Cara a esta profunda mutación de lo “representable” de la sociedad
civil, la representación política, por su parte, apenas ha
evolucionado en sus procedimientos: el mismo mandato discrecional, el mismo
carrerismo, la misma pretensión de hablar en nombre de los demás,
los mismos intereses de “clase”, etc. En resumen, la representación
política genera cada vez menos ilusión... lo que plantea un
gran problema a una democracia que se califica como “representativa”.

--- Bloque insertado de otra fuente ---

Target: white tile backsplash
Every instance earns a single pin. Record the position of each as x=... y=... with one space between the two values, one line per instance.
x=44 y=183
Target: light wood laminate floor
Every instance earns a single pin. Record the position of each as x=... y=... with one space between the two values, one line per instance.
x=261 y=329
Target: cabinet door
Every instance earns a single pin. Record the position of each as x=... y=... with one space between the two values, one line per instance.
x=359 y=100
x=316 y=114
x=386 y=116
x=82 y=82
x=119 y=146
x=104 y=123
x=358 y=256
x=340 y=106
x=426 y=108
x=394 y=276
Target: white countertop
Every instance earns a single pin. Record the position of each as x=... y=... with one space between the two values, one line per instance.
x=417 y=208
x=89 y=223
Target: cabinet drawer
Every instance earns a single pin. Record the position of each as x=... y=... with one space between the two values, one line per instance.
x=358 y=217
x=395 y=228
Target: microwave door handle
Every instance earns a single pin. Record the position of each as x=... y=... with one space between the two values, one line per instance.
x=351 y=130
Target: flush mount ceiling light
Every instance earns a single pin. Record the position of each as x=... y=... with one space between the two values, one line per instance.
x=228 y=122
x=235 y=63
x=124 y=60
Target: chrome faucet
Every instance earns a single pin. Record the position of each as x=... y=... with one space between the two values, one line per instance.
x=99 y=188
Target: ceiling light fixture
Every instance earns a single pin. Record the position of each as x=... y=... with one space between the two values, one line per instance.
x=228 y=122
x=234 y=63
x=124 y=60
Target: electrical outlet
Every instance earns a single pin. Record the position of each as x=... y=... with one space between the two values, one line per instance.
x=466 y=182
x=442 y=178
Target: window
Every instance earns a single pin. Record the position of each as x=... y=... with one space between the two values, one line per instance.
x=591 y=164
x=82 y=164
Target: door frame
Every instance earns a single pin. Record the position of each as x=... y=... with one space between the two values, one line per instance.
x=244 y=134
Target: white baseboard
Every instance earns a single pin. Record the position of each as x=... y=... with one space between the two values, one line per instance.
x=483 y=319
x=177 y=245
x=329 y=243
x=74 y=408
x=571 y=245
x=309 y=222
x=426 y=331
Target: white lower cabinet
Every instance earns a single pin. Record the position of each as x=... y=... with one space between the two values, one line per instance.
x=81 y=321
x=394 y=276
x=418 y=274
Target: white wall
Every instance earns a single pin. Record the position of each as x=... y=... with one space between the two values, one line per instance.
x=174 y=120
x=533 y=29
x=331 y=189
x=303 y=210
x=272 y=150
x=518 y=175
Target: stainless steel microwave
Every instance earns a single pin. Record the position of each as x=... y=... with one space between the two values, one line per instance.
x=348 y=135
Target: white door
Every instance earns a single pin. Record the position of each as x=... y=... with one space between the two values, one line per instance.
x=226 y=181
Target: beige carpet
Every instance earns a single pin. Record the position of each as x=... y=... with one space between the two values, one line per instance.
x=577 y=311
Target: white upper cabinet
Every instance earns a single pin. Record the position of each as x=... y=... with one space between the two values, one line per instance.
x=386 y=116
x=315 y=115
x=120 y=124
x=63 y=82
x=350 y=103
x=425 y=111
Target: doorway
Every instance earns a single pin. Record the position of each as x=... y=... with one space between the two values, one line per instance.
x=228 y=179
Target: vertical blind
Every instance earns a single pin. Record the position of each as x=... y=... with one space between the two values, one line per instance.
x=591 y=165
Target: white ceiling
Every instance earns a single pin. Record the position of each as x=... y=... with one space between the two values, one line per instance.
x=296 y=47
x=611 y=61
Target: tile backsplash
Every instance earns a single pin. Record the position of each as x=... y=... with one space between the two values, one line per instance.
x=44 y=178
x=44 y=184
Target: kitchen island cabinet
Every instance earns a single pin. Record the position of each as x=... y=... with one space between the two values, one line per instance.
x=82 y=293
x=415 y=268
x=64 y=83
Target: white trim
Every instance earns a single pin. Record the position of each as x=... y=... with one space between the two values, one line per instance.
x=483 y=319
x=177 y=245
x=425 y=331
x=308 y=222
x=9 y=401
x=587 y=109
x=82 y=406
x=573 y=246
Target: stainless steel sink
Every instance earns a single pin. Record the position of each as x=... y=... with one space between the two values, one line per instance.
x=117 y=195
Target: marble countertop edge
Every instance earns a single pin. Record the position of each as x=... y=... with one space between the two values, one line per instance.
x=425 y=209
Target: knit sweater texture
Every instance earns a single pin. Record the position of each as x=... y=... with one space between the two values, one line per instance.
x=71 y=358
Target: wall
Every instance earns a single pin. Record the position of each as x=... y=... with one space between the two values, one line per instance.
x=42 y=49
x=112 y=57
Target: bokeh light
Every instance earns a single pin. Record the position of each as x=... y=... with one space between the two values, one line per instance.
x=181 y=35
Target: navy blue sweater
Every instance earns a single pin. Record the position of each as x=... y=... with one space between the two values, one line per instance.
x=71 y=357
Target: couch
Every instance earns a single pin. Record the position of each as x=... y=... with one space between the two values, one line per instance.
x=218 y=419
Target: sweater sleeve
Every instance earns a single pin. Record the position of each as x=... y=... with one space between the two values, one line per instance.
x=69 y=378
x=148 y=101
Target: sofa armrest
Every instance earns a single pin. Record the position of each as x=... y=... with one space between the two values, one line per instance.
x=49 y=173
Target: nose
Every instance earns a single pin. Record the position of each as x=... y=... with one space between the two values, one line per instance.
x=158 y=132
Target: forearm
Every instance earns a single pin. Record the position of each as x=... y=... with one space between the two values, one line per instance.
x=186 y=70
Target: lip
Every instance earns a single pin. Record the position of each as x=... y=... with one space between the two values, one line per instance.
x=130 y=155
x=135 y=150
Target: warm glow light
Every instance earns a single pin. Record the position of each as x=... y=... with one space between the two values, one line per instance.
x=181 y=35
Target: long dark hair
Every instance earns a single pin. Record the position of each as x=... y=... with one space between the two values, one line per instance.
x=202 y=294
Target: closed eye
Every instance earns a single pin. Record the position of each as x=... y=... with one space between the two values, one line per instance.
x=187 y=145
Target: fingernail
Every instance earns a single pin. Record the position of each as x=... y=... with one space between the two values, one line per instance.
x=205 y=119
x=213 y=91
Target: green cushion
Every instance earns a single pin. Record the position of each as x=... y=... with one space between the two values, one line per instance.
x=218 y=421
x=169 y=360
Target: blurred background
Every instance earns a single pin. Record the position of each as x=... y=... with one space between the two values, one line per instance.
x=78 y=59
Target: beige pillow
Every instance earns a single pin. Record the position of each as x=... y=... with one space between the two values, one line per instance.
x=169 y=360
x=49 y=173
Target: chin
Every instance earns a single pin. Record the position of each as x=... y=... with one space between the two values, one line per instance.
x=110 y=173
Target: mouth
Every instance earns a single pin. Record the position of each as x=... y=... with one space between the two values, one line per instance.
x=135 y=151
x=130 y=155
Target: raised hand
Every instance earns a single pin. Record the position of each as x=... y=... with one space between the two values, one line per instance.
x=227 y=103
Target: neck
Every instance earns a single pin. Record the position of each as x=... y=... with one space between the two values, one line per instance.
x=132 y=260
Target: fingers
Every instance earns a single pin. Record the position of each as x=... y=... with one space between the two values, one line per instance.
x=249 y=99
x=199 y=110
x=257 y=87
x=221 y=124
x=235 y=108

Una política plenamente legítima consistiría en cumplir
estas grandes funciones -ejercicio del poder, enunciación de un discurso
en el sentido fuerte, capacidad de representación de la sociedad civil-
y en obtener reconocimiento por hacerlo. Pero como no es ese el caso, o lo
es cada vez con menos frecuencia, la clase política tiende a justificar
su legitimidad, en última instancia, por el sufragio universal (11).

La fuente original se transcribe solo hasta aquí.